Jay_Leno boston whdh.jpg

And it isn't even on the air yet. NBC's Boston affiliate WHDH has said "nuts" to the network's plan to strip Jay Leno into the weeknight 10 p.m. ET hour this fall. They'd rather run their own local news.

And remember, Leno is FROM Boston.

The real story here, as in so much of what network TV does today, lies in business ties and desperation economics. NBC slotted Leno at 10 p.m. in the first place because this network -- or should we say this GE subsidiary? -- has decided to program for short-term "margins" rather than ratings for the network, entertainment value for the audience, and longterm growth for both.

Now we see how network broadcasting is a different animal than, say, national cable. Because local affiliate stations have their own agendas. They like to make money, too. And they do it in local programming, especially late-night newscasts. If Leno lags in the ratings -- even worse than NBC's current bottom-dwelling prime-time lineup -- that hurts the size of the audience fed into their cash-cow late news. What do they care if it saves GE money? The locals could lose plenty.

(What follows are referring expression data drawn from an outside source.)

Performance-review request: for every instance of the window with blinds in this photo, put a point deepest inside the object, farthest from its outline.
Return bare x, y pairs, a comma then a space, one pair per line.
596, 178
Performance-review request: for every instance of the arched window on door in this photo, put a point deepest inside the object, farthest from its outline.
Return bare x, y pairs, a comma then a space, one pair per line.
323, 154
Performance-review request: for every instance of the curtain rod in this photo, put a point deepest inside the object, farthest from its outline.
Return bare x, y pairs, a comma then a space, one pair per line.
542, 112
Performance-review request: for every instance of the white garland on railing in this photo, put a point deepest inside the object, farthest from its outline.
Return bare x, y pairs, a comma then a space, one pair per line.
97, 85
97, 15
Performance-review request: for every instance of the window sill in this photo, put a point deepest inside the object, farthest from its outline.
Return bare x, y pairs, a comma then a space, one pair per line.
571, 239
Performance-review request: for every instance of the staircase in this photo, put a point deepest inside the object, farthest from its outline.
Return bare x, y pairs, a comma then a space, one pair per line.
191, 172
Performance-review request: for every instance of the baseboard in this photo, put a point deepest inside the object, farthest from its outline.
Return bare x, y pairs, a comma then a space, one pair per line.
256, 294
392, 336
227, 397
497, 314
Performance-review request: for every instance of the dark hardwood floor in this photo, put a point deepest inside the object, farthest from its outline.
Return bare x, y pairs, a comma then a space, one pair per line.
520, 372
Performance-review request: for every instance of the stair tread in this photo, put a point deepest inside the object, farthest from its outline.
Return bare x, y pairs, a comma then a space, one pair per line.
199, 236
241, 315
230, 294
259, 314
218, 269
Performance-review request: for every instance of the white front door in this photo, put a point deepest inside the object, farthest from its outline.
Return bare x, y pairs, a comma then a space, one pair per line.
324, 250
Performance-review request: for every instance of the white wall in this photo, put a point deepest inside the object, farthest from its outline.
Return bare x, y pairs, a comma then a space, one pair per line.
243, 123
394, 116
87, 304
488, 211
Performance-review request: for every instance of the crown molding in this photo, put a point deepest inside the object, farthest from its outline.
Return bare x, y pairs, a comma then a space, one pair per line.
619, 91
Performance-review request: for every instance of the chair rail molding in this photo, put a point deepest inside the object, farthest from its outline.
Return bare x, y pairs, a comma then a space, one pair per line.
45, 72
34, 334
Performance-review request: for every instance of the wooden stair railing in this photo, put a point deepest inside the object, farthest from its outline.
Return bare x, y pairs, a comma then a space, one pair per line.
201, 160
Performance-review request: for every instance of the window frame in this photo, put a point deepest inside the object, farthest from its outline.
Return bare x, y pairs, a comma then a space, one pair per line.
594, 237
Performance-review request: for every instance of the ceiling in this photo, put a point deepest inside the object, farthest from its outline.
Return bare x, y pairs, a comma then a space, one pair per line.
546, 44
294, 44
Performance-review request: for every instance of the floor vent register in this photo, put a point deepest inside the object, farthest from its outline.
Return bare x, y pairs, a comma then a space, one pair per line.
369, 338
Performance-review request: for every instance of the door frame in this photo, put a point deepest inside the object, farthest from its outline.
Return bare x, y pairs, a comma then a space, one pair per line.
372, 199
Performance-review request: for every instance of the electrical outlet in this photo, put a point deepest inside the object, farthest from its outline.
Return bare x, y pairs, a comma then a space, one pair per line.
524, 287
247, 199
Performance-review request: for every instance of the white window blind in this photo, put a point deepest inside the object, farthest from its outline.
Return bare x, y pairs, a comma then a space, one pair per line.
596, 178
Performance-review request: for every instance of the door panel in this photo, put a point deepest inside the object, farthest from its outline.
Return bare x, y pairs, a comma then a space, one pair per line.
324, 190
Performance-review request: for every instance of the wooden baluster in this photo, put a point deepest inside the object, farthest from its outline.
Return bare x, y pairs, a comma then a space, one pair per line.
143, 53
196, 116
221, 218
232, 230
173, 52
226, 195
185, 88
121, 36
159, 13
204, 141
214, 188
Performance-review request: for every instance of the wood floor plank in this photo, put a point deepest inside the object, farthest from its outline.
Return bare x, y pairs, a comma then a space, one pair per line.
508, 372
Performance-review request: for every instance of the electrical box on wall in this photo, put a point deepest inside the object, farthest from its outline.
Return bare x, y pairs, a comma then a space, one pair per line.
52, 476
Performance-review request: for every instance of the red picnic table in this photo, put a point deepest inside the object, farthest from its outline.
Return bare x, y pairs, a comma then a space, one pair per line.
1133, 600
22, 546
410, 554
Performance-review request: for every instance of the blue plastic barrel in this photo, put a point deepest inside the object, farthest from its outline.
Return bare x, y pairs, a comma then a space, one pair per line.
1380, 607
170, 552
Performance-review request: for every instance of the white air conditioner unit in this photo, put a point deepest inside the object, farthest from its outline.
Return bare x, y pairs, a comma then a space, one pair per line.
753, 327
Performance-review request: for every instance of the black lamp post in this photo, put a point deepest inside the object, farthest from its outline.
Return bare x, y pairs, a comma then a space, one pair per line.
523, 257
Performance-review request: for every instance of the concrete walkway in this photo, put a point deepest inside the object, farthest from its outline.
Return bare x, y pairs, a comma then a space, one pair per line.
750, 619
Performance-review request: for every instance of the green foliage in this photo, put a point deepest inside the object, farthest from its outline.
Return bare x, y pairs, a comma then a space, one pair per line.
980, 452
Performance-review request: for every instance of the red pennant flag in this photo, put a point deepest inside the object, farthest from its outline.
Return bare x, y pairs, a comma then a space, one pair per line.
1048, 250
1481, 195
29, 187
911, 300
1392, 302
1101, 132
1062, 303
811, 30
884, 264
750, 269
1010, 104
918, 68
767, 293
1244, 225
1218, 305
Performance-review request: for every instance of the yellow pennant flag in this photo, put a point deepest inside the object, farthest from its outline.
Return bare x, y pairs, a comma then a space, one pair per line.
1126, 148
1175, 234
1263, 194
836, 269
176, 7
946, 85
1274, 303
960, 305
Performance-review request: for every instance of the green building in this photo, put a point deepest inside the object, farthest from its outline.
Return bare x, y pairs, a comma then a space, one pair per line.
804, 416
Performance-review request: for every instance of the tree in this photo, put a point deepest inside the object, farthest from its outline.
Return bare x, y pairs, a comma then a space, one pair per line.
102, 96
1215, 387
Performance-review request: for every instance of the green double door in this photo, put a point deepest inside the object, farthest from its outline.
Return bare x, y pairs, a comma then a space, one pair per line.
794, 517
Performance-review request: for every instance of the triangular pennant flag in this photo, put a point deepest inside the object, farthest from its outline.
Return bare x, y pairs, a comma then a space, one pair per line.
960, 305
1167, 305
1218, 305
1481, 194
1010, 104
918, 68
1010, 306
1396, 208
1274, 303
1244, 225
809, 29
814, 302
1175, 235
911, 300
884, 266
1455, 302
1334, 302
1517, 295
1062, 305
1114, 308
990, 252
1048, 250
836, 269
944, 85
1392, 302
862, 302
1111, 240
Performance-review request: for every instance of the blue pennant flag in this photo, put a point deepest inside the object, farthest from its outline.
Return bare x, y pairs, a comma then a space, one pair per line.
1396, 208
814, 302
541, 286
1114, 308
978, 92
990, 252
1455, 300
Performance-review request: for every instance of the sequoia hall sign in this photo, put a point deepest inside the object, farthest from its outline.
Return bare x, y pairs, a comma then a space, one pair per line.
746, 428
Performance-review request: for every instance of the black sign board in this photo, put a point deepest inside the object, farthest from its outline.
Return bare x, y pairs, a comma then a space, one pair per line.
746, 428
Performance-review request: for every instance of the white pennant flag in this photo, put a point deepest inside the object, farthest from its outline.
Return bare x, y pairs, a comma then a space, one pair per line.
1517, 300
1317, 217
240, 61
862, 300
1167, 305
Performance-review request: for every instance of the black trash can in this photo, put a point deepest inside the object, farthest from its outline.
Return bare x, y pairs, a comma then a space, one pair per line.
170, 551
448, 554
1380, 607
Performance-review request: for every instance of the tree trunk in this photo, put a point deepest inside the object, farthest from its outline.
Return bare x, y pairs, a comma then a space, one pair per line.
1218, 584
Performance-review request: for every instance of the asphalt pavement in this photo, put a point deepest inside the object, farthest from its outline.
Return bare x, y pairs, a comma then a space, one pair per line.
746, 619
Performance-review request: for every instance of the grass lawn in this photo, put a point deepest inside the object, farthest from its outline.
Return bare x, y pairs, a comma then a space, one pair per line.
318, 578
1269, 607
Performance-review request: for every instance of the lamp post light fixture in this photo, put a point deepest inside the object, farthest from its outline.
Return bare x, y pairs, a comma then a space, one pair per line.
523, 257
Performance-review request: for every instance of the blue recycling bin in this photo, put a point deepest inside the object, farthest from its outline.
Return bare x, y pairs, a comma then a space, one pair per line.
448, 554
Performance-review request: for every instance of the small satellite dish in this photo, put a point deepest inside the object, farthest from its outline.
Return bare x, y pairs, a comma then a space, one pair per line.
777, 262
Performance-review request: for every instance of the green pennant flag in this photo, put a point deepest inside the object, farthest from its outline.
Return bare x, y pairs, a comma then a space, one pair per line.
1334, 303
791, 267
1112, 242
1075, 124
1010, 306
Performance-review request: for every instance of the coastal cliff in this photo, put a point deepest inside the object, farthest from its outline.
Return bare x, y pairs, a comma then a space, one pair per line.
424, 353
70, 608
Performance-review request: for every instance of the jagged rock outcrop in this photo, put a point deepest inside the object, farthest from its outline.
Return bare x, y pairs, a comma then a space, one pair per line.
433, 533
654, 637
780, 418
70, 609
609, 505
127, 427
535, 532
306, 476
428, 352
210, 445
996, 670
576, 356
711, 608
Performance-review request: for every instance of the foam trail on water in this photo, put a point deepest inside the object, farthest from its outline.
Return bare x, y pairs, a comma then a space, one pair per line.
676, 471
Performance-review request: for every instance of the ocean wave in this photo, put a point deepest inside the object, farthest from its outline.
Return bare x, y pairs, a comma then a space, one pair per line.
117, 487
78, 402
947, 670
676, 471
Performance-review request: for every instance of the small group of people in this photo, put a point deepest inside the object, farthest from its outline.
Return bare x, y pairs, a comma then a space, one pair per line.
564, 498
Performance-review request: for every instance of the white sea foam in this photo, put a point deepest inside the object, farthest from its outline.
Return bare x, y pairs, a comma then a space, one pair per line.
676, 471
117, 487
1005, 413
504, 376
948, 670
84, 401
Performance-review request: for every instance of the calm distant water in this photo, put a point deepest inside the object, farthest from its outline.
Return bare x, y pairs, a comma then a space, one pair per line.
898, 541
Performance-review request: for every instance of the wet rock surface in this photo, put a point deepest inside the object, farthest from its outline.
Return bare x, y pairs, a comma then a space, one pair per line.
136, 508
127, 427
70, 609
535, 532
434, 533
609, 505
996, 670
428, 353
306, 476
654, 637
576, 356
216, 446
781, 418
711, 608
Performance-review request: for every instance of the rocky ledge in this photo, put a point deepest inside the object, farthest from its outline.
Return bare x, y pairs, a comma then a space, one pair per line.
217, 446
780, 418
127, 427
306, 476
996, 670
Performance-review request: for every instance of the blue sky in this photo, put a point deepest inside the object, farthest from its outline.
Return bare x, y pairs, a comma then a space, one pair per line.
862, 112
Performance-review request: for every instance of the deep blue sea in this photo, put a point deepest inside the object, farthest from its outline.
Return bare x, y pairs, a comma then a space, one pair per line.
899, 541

And NBC could lose what literally makes it "a network" in the first place.

So we'll see how this gamesmanship plays out. As noted here in Jamie Hibberd's fine Live Feed analysis, the network is threatening to pull the Boston affiliation, and shift it to an NBC-owned also-ran in the market. Why does this conjure the cutting-off-nose-to-spite-face metaphor?

Most of the talk about NBC's Leno move has, up till now, focused on the loss of the 10 p.m. ET hour for scripted programs, which critics see as the engine that drives network quality. And I'm not disagreeing on that count. But it's much more than that. It's a potentially seismic shift in the business of how broadcast TV is put together and delivered to us, which will extend far beyond that single final hour of weeknight prime-time. We now see how it ripples into the heart of the network/affiliate relationships on which broadcast networks are built. And as that partnership turns, it changes everything everywhere at all times.

You want quality TV? One big reason the networks haven't gone even lower-brow in quick-money "reality" programs is that local affiliate stations can't take the heat. The locals hold federal spectrum licenses that can be challenged, and they depend on local advertisers reluctant to associate their products with prime-time slime.

These interconnected business levels have ever more impact on what we see. Sometimes that's good for TV worth watching -- Friday Night Lights may yet survive because NBC owns Universal, which produces the show (and gets the dollars from its DirecTV run) and which rakes in money from the show's digital afterlife (on Universal DVD and Blu-ray, iTunes, on-demand, et al). Sometimes it's bad -- networks are ever quicker to cancel shows they don't own, or reluctant to try them in the first place, because there's no back end for the network. (Or network executives keep self-owned crap on the air. This explains Kath and Kim.)

The big-gamble 10 p.m. Leno shift is revealing these many tentacles to the public. Critics have already decried the strip's displacement of scripted shows from five key hours of weekly prime-time. Now we see the affiliate effect. So let's look at something else network TV has always been predicated on, the financial back end. There isn't much to Leno, wherever he is. He's topical and timely, and pretty much old news by next week, if not sooner. No syndicated reruns. No likely DVD/download revenue, either. However, his show is really cheap to produce, NBC owns it, and it's front-loaded -- more money, right now, for less cost, right now. Who cares about building a business for the future?

Which means network TV in a tailspin, right now. NBC is accelerating the pace at which broadcasters devalue their own real estate. And that's bad for quality programming. Because the broadcast networks still remain the gold-standard there. You can talk all you want about great scripted shows on HBO, Showtime, FX, TNT or AMC, but they're doing maybe 2-3 hours of originals a week. The networks have delivered up to 20. Network shows are where most of the creators/cast/crew now making those "groundbreaking" cable originals cut their teeth to learn about the ground they had to break.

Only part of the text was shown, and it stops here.